OBI-Lutec-StrahlerIm Januar war er bei “Bauhaus” im Angebot, Anfang April dann bei “OBI” (Prospektausschnitt rechts): Ein 24 Watt starker LED-Außenstrahler, mit oder ohne Bewegungsmelder, ohne Markenbezeichnung in den Werbebeilagen. Bei keinem der Sonderangebote waren die Daten erwähnt, die man von einer LED-Leuchte wissen muss: Lichtstrom in Lumen (oder Lichtstärke in Candela), Abstrahlwinkel, Farbtemperatur. Nur der Erfassungswinkel des Bewegungsmelders (180 Grad) und die Anzahl respektive die Leistung der Einzel-LEDs (8 mal 3 Watt) fielen nicht der Geheimhaltung zum Opfer. Inzwischen habe ich aber Licht ins “Datendunkel” gebracht - ohne Vorankündigung und in eigener Sache.

Lutec-Strahler
Der “Lutec”-Außenstrahler an unserem Balkon. Gut zu erkennen sind die acht Einzel-LEDs mit fluoreszierender Phosphor-Beschichtung. (Fotos: W. Messer)

Schon am 2. Januar konnten Sie bei mir im Blog mehr über die geheimnisvolle Außenleuchte erfahren, nachdem ich ein paar der fehlenden Informationen aus verschiedenen Quellen zusammengetragen und berechnet hatte: Rund 1600 Lumen Lichtstrom (etwa so viel wie ein 100-Watt-Halogenstrahler), somit eine Energieeffizienz von gut 66 Lumen pro Watt, Farbtemperatur kalt-weiß, Abstrahlwinkel ca. 60 Grad. Mein Fazit damals war eine klare Kaufempfehlung, weil die Angebote mit maximal knapp 70 Euro Hammerpreise waren angesichts der Leistungsdaten.

Still und heimlich habe ich deshalb jetzt auch selbst zugeschlagen; mit einem gewissen Risiko.

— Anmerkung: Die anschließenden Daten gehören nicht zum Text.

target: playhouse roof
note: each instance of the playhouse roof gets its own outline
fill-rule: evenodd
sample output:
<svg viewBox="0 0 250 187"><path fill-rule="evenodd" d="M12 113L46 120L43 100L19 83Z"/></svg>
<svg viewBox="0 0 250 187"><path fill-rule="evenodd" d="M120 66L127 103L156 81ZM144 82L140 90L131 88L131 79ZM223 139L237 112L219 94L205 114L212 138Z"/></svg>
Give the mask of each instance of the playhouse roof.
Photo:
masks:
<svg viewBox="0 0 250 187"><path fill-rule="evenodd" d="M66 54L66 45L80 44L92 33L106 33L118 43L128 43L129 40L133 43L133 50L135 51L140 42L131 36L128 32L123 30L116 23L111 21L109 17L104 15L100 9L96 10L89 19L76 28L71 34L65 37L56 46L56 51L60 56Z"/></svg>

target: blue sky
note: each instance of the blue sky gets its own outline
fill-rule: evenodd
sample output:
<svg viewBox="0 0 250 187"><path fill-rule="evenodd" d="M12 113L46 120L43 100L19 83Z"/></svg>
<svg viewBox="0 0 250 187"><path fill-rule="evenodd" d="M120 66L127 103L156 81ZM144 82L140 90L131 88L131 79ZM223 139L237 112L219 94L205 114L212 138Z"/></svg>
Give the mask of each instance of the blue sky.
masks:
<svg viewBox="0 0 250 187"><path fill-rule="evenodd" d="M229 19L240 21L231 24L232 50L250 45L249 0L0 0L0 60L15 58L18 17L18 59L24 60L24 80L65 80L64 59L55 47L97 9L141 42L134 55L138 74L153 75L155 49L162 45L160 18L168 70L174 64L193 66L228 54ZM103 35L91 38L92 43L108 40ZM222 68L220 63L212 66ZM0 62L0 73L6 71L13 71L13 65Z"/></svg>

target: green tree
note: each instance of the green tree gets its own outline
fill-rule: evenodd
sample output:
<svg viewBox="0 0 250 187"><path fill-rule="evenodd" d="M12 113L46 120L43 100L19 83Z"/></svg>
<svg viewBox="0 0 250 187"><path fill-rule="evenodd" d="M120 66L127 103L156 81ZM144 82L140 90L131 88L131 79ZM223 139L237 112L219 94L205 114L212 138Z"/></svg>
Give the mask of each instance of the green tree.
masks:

Schließlich handelt es sich ja nicht wirklich um ein bekanntes Markenprodukt, sondern um einen “Lutec”-Strahler von “Yaohua Lux”, der Beleuchtungstochter des chinesischen Unternehmens “Ningbo Utec Electric Co. Ltd.”, in Deutschland vertrieben von “Eco-Light”. Das alles dürften wohl nur Spezialisten kennen.

Steinel-Halo-StrahlerHell wie der “lichte Tag”

Nachdem ich aber innerhalb des Hauses schon so ziemlich alles auf LED-Beleuchtung umgestellt hatte, wollte ich endlich auch die stromfressende 150-Watt-”Steinel”-Halogen-Sensorleuchte” (eigenes Bild rechts) am Balkon über dem Eingangsbereich los werden. Sie erhellte aus einer Höhe von drei bis sieben Meter den ziemlich großen Bereich eines Treppenaufgangs - rund zehn Meter lang parallel zum Strahler.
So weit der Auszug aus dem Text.